Financing purchase of the home.

(a) Purchase using conventional financing. If the law enforcement officer, teacher, or firefighter/emergency medical technician uses conventional financing to purchase a home under the GNND Sales Program, the amount of the mortgage may not exceed the discounted sales price of the home.

(b) Purchase with FHA-insured mortgage. (1) A law enforcement officer, teacher, or firefighter/emergency medical technician using an FHA-insured mortgage to finance purchase of Start Printed Page 64428the home may finance reasonable and customary closing costs with the FHA-insured mortgage.

(2) The amount of the FHA-insured mortgage may not exceed the discounted sales price of the home plus:

(i) The closing costs; and

(ii) The costs of rehabilitating and/or improving the home, where purchase of the home is being financed with an FHA-insured 203(k) rehabilitation loan (see 24 CFR part 203).

(c) Closing costs and selling broker's commissions. In no event will HUD pay a buyer's closing costs on the purchase of a property or a selling broker's commission through the GNND Sales Program.

Second mortgage.

(a) General. The second mortgage is a mortgage and note, payable to HUD, on the home purchased through the GNND Sales Program in the amount of the difference between the list price of the home and the discounted selling price.

(b) Second mortgage term. The term of the second mortgage is equal to the owner-occupancy term (36 months) plus 30, 90, or 180 days, as provided in § 291.540(b). The amount of the second mortgage will be reduced by 1/36th on the last day of each month of occupancy following the occupancy start date. At the end of the 36th month of occupancy, the amount of the second mortgage will be zero.

(c) Sale or vacancy of home. If the law enforcement officer, teacher, or firefighter/emergency medical technician sells his/her home or stops living in the home as his/her sole residence prior to the expiration of the owner-occupancy term, he/she will owe HUD the amount due on the second mortgage as of the date the property is either sold or vacated.

Refinancing.

(a) General. A law enforcement officer, teacher, or firefighter/emergency medical technician may refinance the mortgage and note used to purchase the home. However, the total of the refinanced mortgage and the remaining principal balance of the second mortgage may not exceed 95 percent of the value of the property, as appraised at the time of the refinancing. Unless HUD permits subordination pursuant to paragraph (b) of this section, the second mortgage described in § 291.550 must hold a superior lien position to the refinanced mortgage.

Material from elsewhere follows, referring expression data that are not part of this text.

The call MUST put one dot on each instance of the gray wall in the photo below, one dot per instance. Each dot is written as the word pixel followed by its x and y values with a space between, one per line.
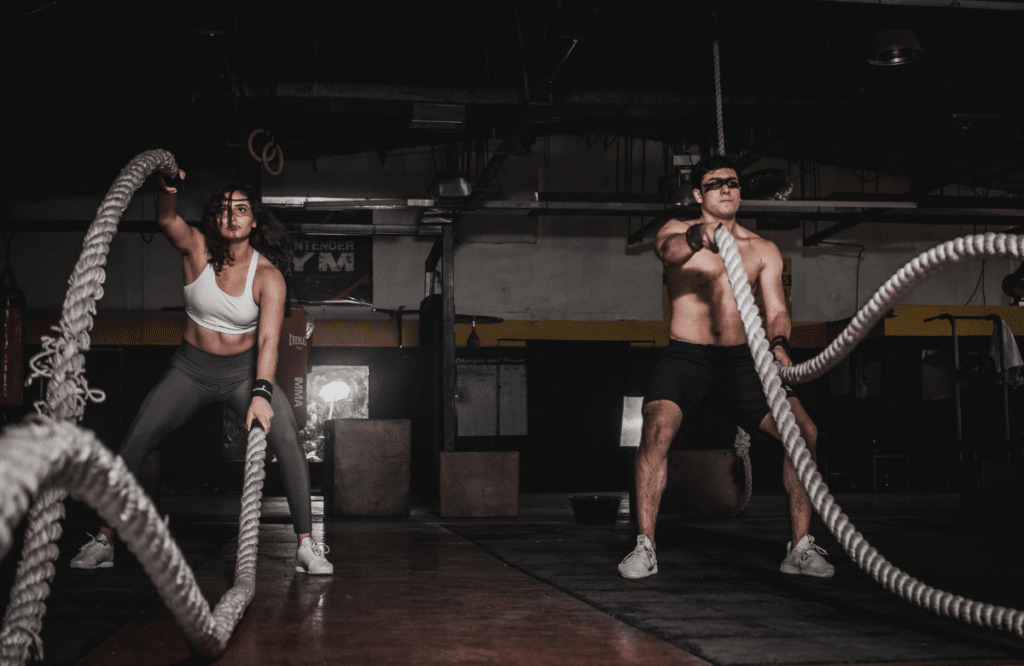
pixel 513 266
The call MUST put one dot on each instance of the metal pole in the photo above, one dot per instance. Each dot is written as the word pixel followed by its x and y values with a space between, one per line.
pixel 448 336
pixel 960 423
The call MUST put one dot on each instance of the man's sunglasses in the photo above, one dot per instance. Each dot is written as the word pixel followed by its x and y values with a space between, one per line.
pixel 716 183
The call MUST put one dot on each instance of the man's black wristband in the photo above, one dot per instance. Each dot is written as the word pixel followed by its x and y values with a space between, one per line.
pixel 693 237
pixel 779 341
pixel 263 388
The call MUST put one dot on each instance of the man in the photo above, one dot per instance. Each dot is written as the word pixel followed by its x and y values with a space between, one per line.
pixel 707 350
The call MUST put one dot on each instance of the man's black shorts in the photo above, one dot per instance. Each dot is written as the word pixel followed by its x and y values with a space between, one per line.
pixel 686 372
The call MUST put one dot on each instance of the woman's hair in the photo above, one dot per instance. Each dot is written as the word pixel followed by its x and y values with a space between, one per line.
pixel 269 238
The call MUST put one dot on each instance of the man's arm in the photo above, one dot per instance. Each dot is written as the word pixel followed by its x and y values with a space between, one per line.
pixel 270 290
pixel 185 239
pixel 777 317
pixel 676 242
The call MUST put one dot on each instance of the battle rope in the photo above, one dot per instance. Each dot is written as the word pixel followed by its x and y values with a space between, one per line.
pixel 41 453
pixel 893 579
pixel 27 468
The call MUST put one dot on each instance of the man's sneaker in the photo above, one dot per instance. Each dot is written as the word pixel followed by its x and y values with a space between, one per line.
pixel 309 558
pixel 98 553
pixel 641 563
pixel 806 559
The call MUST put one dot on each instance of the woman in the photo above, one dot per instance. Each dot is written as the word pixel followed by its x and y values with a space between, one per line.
pixel 235 302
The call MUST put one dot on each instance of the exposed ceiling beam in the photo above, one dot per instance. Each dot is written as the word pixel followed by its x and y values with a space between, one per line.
pixel 508 95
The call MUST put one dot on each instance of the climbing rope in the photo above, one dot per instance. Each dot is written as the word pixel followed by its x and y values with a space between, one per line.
pixel 854 543
pixel 719 116
pixel 47 456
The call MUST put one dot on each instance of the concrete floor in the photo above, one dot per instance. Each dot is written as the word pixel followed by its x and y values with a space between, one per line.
pixel 540 589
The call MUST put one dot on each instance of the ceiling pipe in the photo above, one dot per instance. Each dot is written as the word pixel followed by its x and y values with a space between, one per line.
pixel 954 4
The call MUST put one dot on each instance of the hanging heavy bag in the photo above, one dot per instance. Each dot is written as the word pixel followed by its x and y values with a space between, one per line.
pixel 293 360
pixel 12 361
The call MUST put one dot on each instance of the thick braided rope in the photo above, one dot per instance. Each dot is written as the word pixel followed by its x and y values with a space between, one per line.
pixel 62 362
pixel 719 116
pixel 43 453
pixel 61 359
pixel 968 248
pixel 856 546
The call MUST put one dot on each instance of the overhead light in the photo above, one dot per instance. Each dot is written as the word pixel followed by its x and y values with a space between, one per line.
pixel 443 117
pixel 473 342
pixel 895 47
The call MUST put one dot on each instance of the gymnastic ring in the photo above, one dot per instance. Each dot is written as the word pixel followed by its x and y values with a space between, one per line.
pixel 280 154
pixel 269 140
pixel 251 137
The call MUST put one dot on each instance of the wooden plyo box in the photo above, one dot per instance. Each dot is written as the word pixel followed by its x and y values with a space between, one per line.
pixel 479 484
pixel 367 467
pixel 700 483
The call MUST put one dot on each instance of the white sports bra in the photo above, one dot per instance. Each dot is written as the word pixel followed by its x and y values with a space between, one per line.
pixel 212 308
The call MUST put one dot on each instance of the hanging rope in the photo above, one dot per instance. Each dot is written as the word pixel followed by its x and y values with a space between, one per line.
pixel 856 546
pixel 46 456
pixel 718 92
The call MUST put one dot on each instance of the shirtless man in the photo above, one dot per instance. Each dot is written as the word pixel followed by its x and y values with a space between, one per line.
pixel 708 349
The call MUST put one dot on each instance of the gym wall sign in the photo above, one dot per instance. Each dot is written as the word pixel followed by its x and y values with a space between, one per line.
pixel 326 267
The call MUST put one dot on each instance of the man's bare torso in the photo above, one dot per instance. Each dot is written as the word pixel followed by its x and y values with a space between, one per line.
pixel 704 309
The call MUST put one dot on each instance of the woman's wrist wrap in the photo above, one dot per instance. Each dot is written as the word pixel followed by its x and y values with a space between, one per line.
pixel 693 237
pixel 779 341
pixel 263 388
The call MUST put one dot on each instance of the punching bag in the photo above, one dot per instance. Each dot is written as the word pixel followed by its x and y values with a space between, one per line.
pixel 293 360
pixel 12 361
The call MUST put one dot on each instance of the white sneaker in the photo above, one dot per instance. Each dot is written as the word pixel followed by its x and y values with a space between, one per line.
pixel 806 559
pixel 641 563
pixel 98 553
pixel 309 558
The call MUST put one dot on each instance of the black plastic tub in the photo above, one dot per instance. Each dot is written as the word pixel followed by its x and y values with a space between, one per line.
pixel 595 509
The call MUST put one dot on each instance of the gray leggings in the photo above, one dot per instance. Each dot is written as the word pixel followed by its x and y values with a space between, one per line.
pixel 195 379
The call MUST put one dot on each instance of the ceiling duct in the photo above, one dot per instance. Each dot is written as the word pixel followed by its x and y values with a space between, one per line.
pixel 442 117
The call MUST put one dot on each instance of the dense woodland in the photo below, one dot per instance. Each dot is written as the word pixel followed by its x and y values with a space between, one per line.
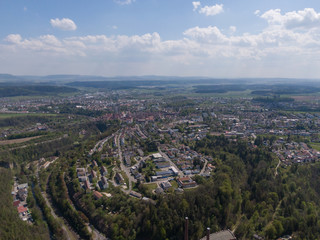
pixel 243 194
pixel 11 227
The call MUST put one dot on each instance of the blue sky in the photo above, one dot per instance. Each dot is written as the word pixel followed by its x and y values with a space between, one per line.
pixel 227 38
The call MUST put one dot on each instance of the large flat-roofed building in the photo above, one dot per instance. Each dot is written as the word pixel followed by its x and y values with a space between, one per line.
pixel 222 235
pixel 186 182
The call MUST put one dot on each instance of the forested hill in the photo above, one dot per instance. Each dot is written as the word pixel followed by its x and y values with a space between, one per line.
pixel 33 90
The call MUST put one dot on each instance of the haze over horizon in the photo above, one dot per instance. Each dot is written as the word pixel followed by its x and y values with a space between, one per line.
pixel 218 39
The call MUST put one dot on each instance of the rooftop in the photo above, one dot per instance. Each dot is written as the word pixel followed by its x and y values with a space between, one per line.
pixel 222 235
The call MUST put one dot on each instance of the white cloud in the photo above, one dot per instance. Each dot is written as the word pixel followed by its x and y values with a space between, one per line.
pixel 65 24
pixel 124 2
pixel 196 5
pixel 289 43
pixel 233 29
pixel 303 19
pixel 13 38
pixel 212 10
pixel 207 10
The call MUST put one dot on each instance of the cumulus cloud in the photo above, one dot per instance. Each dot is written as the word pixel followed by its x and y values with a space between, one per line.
pixel 64 24
pixel 13 38
pixel 196 5
pixel 124 2
pixel 205 50
pixel 208 10
pixel 212 10
pixel 303 19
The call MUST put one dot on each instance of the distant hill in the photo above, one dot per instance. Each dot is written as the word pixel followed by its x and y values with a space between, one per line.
pixel 27 90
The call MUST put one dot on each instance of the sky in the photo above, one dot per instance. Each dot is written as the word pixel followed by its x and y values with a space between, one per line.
pixel 211 38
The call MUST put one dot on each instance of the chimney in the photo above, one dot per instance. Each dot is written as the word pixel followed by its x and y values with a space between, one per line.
pixel 186 229
pixel 208 233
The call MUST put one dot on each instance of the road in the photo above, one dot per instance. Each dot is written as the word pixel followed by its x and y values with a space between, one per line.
pixel 180 173
pixel 204 167
pixel 99 145
pixel 123 167
pixel 276 171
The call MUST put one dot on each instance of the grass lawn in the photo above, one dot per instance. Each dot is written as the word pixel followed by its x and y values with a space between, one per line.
pixel 151 186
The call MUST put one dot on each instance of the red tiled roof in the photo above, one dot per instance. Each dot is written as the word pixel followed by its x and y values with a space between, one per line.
pixel 16 203
pixel 22 209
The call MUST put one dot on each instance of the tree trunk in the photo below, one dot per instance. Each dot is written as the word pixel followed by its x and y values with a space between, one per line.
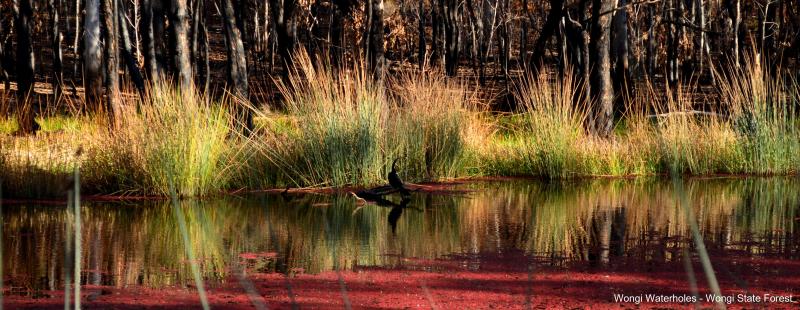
pixel 237 61
pixel 451 29
pixel 148 40
pixel 578 33
pixel 602 88
pixel 737 21
pixel 651 39
pixel 127 52
pixel 26 65
pixel 92 55
pixel 4 62
pixel 58 71
pixel 282 20
pixel 375 55
pixel 421 35
pixel 77 38
pixel 701 36
pixel 619 51
pixel 549 28
pixel 111 61
pixel 505 37
pixel 179 20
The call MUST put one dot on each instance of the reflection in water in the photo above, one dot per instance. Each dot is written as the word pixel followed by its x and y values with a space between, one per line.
pixel 556 223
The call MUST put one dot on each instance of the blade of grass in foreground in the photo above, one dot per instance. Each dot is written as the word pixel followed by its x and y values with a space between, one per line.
pixel 76 204
pixel 187 245
pixel 1 244
pixel 705 261
pixel 68 251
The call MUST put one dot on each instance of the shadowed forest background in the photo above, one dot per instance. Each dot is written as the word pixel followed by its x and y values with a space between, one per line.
pixel 289 91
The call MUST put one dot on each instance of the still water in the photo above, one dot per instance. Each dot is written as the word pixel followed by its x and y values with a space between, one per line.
pixel 554 223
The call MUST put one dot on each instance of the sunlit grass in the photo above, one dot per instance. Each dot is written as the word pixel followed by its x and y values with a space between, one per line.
pixel 344 128
pixel 339 127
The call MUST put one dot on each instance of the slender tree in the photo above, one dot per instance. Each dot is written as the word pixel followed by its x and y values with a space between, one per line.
pixel 452 33
pixel 148 45
pixel 237 59
pixel 421 45
pixel 127 50
pixel 26 64
pixel 374 34
pixel 179 23
pixel 283 20
pixel 92 55
pixel 110 52
pixel 549 28
pixel 58 71
pixel 602 88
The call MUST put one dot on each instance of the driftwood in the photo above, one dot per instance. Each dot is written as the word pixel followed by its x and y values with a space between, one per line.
pixel 686 113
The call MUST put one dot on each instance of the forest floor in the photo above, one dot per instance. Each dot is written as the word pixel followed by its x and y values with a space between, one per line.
pixel 465 282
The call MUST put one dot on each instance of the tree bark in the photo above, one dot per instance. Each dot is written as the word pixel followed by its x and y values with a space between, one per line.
pixel 26 65
pixel 282 20
pixel 58 71
pixel 179 20
pixel 451 30
pixel 237 61
pixel 148 44
pixel 619 50
pixel 421 35
pixel 549 28
pixel 127 52
pixel 111 61
pixel 375 55
pixel 4 62
pixel 602 88
pixel 92 55
pixel 77 38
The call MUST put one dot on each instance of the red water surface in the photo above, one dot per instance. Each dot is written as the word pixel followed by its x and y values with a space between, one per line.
pixel 484 281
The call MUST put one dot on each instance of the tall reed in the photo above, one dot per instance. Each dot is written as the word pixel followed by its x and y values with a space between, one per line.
pixel 347 128
pixel 173 136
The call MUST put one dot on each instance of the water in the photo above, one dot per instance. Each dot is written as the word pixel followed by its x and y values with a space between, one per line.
pixel 557 224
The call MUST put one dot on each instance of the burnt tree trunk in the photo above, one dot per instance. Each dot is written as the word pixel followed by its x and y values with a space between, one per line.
pixel 237 62
pixel 127 51
pixel 619 52
pixel 148 40
pixel 282 20
pixel 58 70
pixel 375 54
pixel 549 28
pixel 77 38
pixel 602 88
pixel 179 20
pixel 111 61
pixel 451 32
pixel 92 55
pixel 421 35
pixel 651 39
pixel 26 65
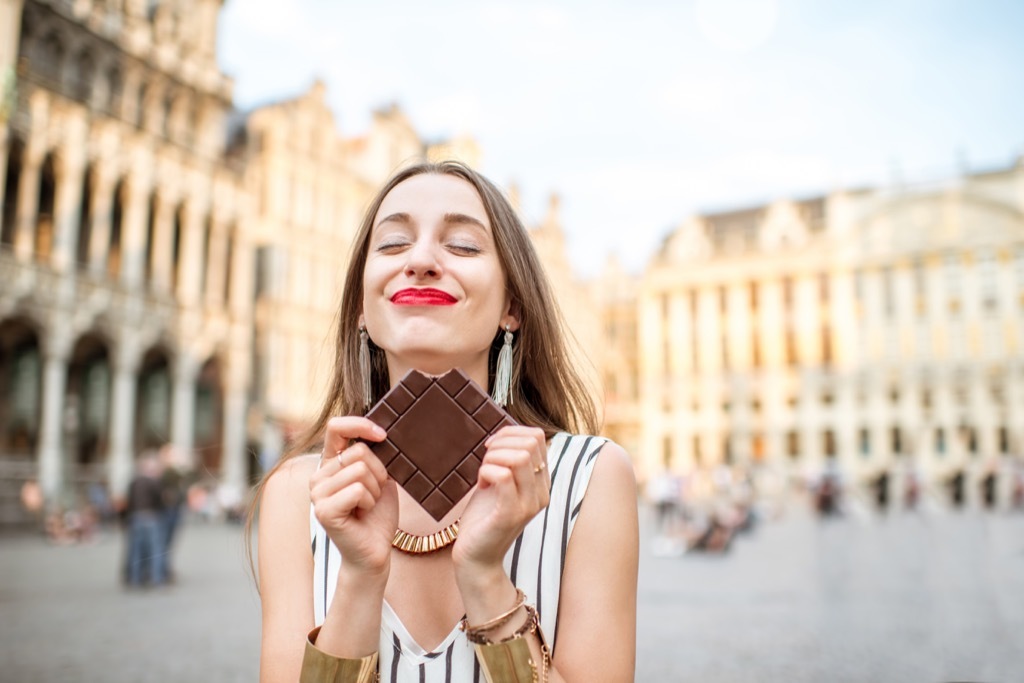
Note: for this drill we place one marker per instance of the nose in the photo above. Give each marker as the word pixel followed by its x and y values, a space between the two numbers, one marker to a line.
pixel 423 261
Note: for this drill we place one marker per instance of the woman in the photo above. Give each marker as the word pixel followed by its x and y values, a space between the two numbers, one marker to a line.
pixel 542 579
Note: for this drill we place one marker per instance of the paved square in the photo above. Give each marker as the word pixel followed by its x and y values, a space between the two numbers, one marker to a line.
pixel 936 597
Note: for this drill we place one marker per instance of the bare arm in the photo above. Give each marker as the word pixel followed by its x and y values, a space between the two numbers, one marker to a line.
pixel 357 507
pixel 597 607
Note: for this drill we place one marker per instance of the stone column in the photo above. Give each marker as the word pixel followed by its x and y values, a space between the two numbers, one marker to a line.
pixel 216 266
pixel 242 278
pixel 121 461
pixel 28 205
pixel 133 235
pixel 190 256
pixel 10 23
pixel 183 403
pixel 68 205
pixel 52 463
pixel 162 252
pixel 99 232
pixel 233 470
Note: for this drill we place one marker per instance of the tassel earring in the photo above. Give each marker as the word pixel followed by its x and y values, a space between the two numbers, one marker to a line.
pixel 365 369
pixel 503 373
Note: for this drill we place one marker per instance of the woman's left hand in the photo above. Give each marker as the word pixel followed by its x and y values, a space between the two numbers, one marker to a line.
pixel 513 485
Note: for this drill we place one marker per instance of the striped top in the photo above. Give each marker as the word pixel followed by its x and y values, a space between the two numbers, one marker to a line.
pixel 535 563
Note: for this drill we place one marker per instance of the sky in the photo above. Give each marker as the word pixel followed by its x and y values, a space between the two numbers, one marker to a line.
pixel 641 113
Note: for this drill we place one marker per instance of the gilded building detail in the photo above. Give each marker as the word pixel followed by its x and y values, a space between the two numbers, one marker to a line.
pixel 878 329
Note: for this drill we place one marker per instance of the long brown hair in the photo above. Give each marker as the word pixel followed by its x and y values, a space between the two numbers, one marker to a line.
pixel 547 390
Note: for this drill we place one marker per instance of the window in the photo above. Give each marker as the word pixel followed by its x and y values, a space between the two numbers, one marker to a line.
pixel 888 295
pixel 920 287
pixel 793 443
pixel 951 268
pixel 829 442
pixel 988 285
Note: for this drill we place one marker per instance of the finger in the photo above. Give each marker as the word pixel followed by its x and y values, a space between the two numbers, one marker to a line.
pixel 519 430
pixel 538 456
pixel 519 464
pixel 329 483
pixel 344 503
pixel 342 429
pixel 360 452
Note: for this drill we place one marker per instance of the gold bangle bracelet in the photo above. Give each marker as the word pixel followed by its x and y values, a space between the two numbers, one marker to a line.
pixel 472 631
pixel 318 667
pixel 508 662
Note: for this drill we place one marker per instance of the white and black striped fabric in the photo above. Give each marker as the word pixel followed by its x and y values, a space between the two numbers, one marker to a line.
pixel 535 563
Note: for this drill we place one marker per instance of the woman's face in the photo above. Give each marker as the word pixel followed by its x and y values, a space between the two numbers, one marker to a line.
pixel 433 287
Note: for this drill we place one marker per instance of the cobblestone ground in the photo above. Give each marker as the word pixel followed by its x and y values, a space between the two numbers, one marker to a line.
pixel 936 597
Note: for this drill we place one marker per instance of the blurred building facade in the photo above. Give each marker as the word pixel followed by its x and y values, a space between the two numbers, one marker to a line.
pixel 883 328
pixel 169 266
pixel 170 270
pixel 123 262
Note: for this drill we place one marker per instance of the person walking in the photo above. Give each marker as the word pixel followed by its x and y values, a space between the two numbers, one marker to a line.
pixel 144 509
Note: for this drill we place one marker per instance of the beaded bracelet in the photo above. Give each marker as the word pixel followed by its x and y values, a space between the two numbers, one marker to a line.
pixel 531 624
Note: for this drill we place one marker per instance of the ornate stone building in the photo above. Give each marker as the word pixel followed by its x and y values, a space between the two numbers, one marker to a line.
pixel 124 270
pixel 169 267
pixel 309 186
pixel 879 327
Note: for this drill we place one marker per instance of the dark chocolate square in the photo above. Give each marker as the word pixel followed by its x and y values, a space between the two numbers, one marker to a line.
pixel 436 427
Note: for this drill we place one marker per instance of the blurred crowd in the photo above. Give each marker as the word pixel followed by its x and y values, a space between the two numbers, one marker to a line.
pixel 165 487
pixel 705 510
pixel 996 485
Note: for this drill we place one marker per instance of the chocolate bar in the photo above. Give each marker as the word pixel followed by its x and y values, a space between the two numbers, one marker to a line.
pixel 435 431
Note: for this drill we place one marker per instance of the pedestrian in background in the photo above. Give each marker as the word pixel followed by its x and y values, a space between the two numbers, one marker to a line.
pixel 172 486
pixel 144 510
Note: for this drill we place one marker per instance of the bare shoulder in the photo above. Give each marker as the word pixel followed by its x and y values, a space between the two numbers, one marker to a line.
pixel 613 472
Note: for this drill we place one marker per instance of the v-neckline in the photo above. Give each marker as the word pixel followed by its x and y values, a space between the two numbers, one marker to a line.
pixel 414 648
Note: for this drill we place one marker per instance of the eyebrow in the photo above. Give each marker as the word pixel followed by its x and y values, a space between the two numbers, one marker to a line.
pixel 452 218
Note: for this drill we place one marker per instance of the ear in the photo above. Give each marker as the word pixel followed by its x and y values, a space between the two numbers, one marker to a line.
pixel 512 315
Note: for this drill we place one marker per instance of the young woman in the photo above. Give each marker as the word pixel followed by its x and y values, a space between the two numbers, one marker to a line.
pixel 541 581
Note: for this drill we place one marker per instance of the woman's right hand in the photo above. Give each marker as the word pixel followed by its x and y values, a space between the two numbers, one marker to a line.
pixel 352 496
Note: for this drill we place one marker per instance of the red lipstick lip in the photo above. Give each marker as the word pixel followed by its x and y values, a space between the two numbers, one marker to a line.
pixel 422 297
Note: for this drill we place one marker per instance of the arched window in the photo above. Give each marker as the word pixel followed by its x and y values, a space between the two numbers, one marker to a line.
pixel 85 218
pixel 44 215
pixel 228 270
pixel 7 228
pixel 117 220
pixel 140 104
pixel 179 220
pixel 151 233
pixel 49 55
pixel 115 90
pixel 82 73
pixel 204 265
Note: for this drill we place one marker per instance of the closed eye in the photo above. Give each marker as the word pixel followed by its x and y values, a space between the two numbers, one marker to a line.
pixel 391 246
pixel 464 248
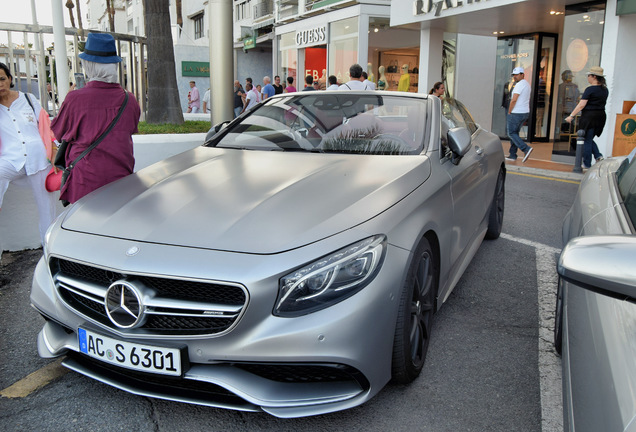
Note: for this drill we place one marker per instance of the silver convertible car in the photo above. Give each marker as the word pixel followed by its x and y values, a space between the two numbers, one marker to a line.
pixel 595 328
pixel 292 264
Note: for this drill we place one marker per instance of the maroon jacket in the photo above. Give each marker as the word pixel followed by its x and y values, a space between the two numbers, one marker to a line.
pixel 83 116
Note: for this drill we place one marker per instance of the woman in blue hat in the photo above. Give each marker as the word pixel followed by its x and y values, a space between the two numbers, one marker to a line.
pixel 86 113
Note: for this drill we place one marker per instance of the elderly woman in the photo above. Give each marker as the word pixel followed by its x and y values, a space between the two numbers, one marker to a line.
pixel 86 113
pixel 25 146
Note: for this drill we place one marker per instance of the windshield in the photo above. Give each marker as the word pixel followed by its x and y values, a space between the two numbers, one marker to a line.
pixel 339 122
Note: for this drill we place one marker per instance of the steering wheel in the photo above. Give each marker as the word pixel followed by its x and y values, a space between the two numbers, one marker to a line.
pixel 401 141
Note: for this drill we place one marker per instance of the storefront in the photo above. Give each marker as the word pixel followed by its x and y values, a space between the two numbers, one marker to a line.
pixel 330 43
pixel 555 43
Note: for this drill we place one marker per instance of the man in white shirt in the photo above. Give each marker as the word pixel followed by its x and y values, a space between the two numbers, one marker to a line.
pixel 206 102
pixel 518 113
pixel 355 72
pixel 251 98
pixel 369 84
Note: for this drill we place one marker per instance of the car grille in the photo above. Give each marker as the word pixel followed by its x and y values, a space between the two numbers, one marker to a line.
pixel 171 306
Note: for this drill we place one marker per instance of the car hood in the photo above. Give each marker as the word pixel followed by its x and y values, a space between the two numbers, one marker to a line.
pixel 247 201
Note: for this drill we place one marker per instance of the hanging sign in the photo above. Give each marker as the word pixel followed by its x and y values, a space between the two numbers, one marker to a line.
pixel 311 37
pixel 423 7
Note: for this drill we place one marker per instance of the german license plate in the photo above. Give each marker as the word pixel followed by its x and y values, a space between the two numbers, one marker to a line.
pixel 139 357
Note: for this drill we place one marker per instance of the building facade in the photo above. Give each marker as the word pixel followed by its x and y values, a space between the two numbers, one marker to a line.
pixel 556 42
pixel 470 45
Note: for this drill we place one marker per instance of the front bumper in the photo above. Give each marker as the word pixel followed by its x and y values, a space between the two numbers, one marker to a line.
pixel 330 360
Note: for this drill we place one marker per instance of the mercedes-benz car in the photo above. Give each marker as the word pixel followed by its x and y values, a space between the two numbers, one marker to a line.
pixel 291 264
pixel 595 320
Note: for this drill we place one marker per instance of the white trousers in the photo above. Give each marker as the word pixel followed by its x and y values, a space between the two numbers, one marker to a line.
pixel 44 200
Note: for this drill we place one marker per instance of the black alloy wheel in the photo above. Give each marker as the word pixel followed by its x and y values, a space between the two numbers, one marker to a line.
pixel 495 218
pixel 415 316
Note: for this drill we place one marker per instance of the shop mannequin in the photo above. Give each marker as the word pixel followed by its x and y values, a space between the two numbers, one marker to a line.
pixel 323 80
pixel 405 79
pixel 382 79
pixel 370 72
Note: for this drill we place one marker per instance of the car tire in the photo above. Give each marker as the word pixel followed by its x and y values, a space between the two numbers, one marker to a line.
pixel 495 218
pixel 558 319
pixel 415 315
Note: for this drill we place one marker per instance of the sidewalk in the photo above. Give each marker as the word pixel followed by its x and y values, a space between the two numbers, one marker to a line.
pixel 540 162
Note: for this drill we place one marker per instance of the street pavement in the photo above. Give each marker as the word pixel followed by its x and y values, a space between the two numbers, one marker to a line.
pixel 490 366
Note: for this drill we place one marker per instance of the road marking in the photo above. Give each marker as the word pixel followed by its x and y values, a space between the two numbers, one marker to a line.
pixel 549 361
pixel 544 177
pixel 35 380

(b) Subordination of second mortgage. HUD may permit subordination of the second mortgage to the refinanced mortgage, but only if HUD, at its sole discretion, determines that the refinancing will satisfy one of the following:

(1) Will result in a lower annual percentage rate (APR) on the first mortgage;

(2) Will be undertaken pursuant to HUD's Section 203(k) Rehabilitation Loan Insurance Program in order to rehabilitate or repair the home; or

(3) Is necessary to prevent the law enforcement officer, teacher, or firefighter/emergency medical technician from defaulting on the first mortgage.

Ineligibility of multiple-unit properties.

Only single-unit properties are eligible for the GNND Sales Program.

Continuing obligations after purchase.

To remain in compliance with the GNND Sales Program, the law enforcement officer, teacher, or firefighter/emergency medical technician must, for the entire duration of the owner-occupancy term:

(a) Continue to own, and live in as his/her sole residence, the home purchased through the GNND Sales Program; and

(b) Certify initially and once annually thereafter during and at the conclusion of the owner-occupancy term that he/she was at all times fully in compliance with paragraph (a) of this section.

Start Signature

Dated: October 25, 2006.

Brian D. Montgomery,

Assistant Secretary for Housing—Federal Housing Commissioner.